General Concerns about AI Tools

  • Reliability: AI tools can generate erroneous or unsafe code, necessitating thorough code reviews and undermining the idea of “machine-generated code.” Complex tools may create code that contradicts programming principles.
  • Code Support and Maintenance: AI-generated code may be overcomplicated, use uncommon approaches, and vary among developers, making collaboration challenging. Refactoring AI-generated code can be difficult.
  • Continuous Improvement: AI is trained (at least it is supposed to be) on syntactically correct elements, but this doesn’t guarantee optimal performance or maintainability.
  • Loss of Control: Developers may feel disconnected from the code, leading to their skill deterioration and reduced ability to handle AI errors.
  • Habits and Motor Memory: Experienced developers rely on motor memory for IDE tasks. AI tools disrupt this pattern, requiring more time for decision-making and returning to the original workflow.
  • Incorrect Suggestions: AI tools may offer irrelevant code suggestions that appear correct, leading to potential coding errors that regular code completion tools would avoid.

Summary

AI coding assistance tools have revolutionized software development by enhancing productivity, reducing errors, and streamlining the coding process. These tools provide real-time suggestions and intelligent code analysis, allowing developers to focus on complex problem-solving. AI tools offer several benefits, including affordability, ease of use, and contextual suggestions. They excel in specific tasks such as function documentation, code predictions, unit test generation, and code explanations, particularly aiding non-native English speakers and junior developers.

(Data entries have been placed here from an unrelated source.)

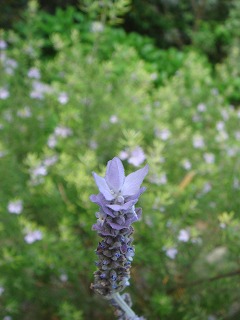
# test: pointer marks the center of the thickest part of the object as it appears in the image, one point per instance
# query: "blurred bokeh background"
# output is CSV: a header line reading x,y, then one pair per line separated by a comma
x,y
154,82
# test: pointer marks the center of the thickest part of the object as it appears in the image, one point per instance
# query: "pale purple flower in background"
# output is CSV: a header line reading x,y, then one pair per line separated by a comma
x,y
15,206
3,44
184,235
163,179
201,107
1,290
231,152
63,98
153,76
24,112
236,183
34,73
198,142
93,144
158,179
171,253
163,134
3,153
222,225
211,317
4,93
41,170
220,126
10,65
123,155
237,135
207,187
214,91
196,118
225,114
62,132
209,158
222,136
50,160
64,277
39,90
113,119
186,164
33,236
137,157
52,141
97,27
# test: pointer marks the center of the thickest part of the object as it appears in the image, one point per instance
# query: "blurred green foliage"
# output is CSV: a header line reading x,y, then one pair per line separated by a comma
x,y
74,93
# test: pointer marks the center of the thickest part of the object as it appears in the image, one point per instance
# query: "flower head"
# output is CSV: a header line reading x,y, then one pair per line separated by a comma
x,y
115,186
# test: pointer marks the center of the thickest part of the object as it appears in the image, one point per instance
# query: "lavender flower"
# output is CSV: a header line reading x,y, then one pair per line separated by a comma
x,y
116,200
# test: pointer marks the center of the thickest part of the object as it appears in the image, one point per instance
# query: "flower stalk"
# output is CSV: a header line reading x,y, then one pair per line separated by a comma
x,y
116,200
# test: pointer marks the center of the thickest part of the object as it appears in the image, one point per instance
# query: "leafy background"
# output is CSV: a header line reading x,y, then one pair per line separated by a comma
x,y
82,82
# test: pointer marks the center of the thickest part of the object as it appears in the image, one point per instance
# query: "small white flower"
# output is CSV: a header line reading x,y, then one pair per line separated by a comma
x,y
209,158
15,207
33,236
184,235
187,164
34,73
63,98
198,142
201,107
4,93
171,253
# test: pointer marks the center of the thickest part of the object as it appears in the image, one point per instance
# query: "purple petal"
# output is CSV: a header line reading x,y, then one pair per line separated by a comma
x,y
125,206
133,182
136,195
103,187
102,202
117,226
115,174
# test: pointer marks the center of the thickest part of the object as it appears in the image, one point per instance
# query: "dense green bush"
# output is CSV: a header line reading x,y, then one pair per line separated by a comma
x,y
64,115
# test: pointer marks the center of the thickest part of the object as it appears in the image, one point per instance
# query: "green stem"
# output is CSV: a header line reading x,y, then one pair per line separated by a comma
x,y
122,304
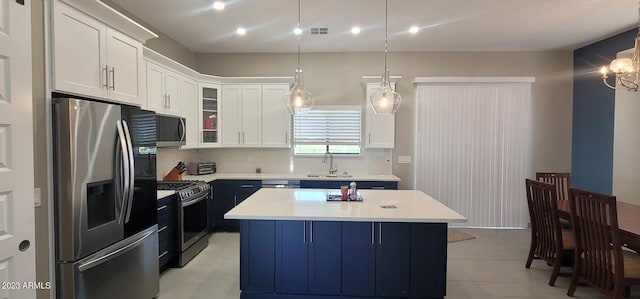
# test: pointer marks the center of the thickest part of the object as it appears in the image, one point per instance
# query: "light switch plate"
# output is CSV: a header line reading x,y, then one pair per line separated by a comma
x,y
404,159
37,199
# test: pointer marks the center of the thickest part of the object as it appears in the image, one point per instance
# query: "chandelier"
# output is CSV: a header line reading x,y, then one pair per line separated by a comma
x,y
385,100
298,99
626,70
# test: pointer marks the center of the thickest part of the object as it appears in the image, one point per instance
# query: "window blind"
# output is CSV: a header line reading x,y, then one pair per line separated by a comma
x,y
328,126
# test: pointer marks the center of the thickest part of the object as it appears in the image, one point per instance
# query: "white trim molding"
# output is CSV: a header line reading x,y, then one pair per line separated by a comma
x,y
522,79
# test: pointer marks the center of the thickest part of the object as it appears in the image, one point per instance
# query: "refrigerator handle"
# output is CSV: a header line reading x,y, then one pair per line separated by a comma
x,y
125,170
114,254
129,198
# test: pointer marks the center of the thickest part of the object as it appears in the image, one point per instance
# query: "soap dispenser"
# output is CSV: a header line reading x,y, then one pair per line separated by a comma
x,y
353,191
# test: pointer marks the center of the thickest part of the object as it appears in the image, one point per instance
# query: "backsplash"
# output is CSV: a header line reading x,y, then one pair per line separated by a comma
x,y
241,160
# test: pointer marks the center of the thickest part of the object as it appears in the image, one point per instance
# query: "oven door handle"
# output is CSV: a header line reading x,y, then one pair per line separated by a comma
x,y
193,201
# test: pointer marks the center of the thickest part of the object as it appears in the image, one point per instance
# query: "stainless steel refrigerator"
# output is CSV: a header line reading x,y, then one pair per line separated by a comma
x,y
105,200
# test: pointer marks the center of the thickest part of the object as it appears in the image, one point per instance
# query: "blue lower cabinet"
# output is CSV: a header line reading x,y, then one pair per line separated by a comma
x,y
326,259
257,256
308,257
393,259
358,259
428,271
291,257
325,256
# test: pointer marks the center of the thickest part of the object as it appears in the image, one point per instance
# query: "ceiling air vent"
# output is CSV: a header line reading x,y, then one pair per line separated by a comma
x,y
317,30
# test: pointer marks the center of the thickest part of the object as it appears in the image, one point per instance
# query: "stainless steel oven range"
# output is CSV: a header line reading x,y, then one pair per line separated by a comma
x,y
192,217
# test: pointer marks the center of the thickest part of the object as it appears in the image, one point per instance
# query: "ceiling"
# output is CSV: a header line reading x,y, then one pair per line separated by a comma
x,y
445,25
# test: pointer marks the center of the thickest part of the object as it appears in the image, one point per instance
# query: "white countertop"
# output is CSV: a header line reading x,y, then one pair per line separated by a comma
x,y
164,193
288,176
310,204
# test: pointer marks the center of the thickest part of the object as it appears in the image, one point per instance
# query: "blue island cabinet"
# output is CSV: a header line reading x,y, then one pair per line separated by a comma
x,y
328,259
308,257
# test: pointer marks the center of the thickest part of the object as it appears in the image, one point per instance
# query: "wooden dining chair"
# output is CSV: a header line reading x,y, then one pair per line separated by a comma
x,y
561,180
599,260
549,241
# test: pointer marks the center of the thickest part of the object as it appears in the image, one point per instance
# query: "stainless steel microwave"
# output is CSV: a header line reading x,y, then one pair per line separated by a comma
x,y
171,130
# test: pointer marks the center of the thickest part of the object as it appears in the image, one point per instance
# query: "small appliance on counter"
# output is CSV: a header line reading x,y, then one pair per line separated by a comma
x,y
200,168
175,174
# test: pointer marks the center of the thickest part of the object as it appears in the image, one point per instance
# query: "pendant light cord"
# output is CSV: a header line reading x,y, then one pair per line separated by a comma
x,y
299,31
386,26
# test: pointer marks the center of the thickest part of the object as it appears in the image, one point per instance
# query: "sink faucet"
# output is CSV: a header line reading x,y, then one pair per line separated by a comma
x,y
333,169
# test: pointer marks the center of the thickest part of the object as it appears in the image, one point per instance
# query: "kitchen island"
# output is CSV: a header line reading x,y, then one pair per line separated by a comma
x,y
295,244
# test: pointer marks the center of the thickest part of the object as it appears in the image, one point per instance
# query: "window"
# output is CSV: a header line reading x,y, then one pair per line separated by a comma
x,y
330,128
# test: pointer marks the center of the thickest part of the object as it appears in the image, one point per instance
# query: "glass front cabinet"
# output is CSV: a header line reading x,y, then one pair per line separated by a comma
x,y
209,116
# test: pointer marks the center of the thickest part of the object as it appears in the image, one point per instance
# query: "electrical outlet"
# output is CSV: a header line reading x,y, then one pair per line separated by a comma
x,y
37,197
404,159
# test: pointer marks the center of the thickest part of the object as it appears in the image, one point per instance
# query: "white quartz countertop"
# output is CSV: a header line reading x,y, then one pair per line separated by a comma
x,y
311,204
288,176
164,193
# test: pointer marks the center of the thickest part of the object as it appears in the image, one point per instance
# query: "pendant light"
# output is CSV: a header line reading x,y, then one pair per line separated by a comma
x,y
626,70
298,100
385,100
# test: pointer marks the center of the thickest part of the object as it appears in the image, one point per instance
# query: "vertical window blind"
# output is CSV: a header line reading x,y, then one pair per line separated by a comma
x,y
473,149
328,126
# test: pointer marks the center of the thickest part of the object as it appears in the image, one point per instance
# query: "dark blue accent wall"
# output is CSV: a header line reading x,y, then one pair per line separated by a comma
x,y
593,114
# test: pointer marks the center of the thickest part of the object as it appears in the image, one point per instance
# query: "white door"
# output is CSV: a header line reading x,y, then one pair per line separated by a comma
x,y
231,115
79,52
124,55
189,110
252,115
172,90
275,116
17,248
156,98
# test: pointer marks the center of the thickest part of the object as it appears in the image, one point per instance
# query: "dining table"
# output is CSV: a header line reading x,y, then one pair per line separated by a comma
x,y
628,221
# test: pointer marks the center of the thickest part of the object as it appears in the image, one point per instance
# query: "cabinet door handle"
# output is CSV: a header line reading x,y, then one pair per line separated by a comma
x,y
106,76
373,233
113,78
311,232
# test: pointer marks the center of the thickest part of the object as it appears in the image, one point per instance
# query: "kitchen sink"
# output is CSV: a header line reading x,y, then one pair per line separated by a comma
x,y
313,175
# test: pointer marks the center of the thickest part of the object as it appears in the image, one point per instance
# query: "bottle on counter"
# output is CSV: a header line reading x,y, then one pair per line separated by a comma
x,y
353,191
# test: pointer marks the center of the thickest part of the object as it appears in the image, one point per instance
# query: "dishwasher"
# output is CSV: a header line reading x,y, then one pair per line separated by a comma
x,y
288,184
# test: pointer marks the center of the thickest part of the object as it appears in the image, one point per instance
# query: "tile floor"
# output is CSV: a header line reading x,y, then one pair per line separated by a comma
x,y
489,266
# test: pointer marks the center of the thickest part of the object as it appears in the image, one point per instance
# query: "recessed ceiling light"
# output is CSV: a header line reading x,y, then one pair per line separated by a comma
x,y
218,5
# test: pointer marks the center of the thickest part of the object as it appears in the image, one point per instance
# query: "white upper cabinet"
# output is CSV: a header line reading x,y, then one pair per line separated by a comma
x,y
163,89
189,110
380,128
276,120
95,60
241,115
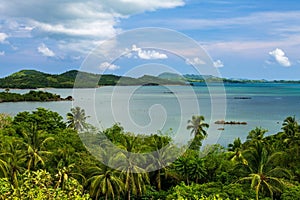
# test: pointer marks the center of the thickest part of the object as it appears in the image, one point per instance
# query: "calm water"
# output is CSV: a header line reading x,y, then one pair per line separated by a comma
x,y
147,109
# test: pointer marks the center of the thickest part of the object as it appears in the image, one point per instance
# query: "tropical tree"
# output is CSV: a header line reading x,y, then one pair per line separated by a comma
x,y
256,134
12,162
105,181
130,163
163,153
290,127
263,170
36,149
77,119
197,127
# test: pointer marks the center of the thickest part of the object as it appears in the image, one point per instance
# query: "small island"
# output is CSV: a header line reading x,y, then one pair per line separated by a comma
x,y
230,122
39,96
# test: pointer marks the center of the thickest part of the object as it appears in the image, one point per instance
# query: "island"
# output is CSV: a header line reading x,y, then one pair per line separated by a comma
x,y
230,122
32,95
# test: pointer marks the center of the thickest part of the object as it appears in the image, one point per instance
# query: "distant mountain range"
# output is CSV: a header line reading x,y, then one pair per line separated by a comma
x,y
27,79
30,79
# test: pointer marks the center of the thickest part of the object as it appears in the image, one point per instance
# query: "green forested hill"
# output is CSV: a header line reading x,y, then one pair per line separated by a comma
x,y
35,79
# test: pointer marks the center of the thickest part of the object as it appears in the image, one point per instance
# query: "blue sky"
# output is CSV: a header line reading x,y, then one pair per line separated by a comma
x,y
246,39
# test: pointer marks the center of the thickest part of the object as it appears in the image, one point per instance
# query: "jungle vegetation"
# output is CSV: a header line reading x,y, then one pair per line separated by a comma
x,y
43,157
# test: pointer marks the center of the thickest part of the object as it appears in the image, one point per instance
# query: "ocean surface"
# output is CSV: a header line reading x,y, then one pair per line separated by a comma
x,y
147,109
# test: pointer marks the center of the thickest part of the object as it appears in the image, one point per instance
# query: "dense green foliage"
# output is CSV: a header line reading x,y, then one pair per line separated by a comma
x,y
42,158
31,96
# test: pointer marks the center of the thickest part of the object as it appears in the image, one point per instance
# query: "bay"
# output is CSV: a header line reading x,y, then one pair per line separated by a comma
x,y
151,108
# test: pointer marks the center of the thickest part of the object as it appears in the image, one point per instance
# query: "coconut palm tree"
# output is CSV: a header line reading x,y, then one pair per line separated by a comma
x,y
105,181
235,151
12,161
197,127
129,162
162,155
290,126
256,134
77,119
263,170
36,147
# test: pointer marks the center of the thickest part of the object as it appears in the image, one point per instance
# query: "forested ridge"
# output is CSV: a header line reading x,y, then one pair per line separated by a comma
x,y
42,157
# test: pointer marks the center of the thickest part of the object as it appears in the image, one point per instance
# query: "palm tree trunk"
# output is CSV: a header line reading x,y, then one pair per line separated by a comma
x,y
158,181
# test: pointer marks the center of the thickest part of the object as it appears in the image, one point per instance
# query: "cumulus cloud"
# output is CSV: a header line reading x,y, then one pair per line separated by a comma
x,y
3,37
89,19
279,56
218,63
146,54
45,51
108,66
195,61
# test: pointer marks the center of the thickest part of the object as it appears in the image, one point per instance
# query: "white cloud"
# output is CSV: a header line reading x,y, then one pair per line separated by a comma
x,y
108,66
218,63
195,61
3,37
75,22
147,54
280,57
45,51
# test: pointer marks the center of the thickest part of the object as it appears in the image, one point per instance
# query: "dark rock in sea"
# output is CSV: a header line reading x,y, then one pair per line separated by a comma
x,y
242,97
69,98
230,122
168,92
150,84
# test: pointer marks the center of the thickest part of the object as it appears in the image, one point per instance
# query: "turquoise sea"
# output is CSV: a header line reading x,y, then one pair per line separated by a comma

However, AI tools also have significant drawbacks. They can suffer from performance issues, data privacy concerns, and immature plugins. Most tools are not open source, leading to potential information leaks and questionable training data quality. AI-generated code can be unreliable, challenging to maintain, and often requires thorough review. Developers may feel a loss of control over their code, and AI tools can disrupt their workflow and motor memory. Additionally, incorrect suggestions can lead to coding errors that are not easily caught.

Overall, while AI tools can greatly assist in software development, their limitations and risks must be carefully managed to ensure reliable and efficient coding practices.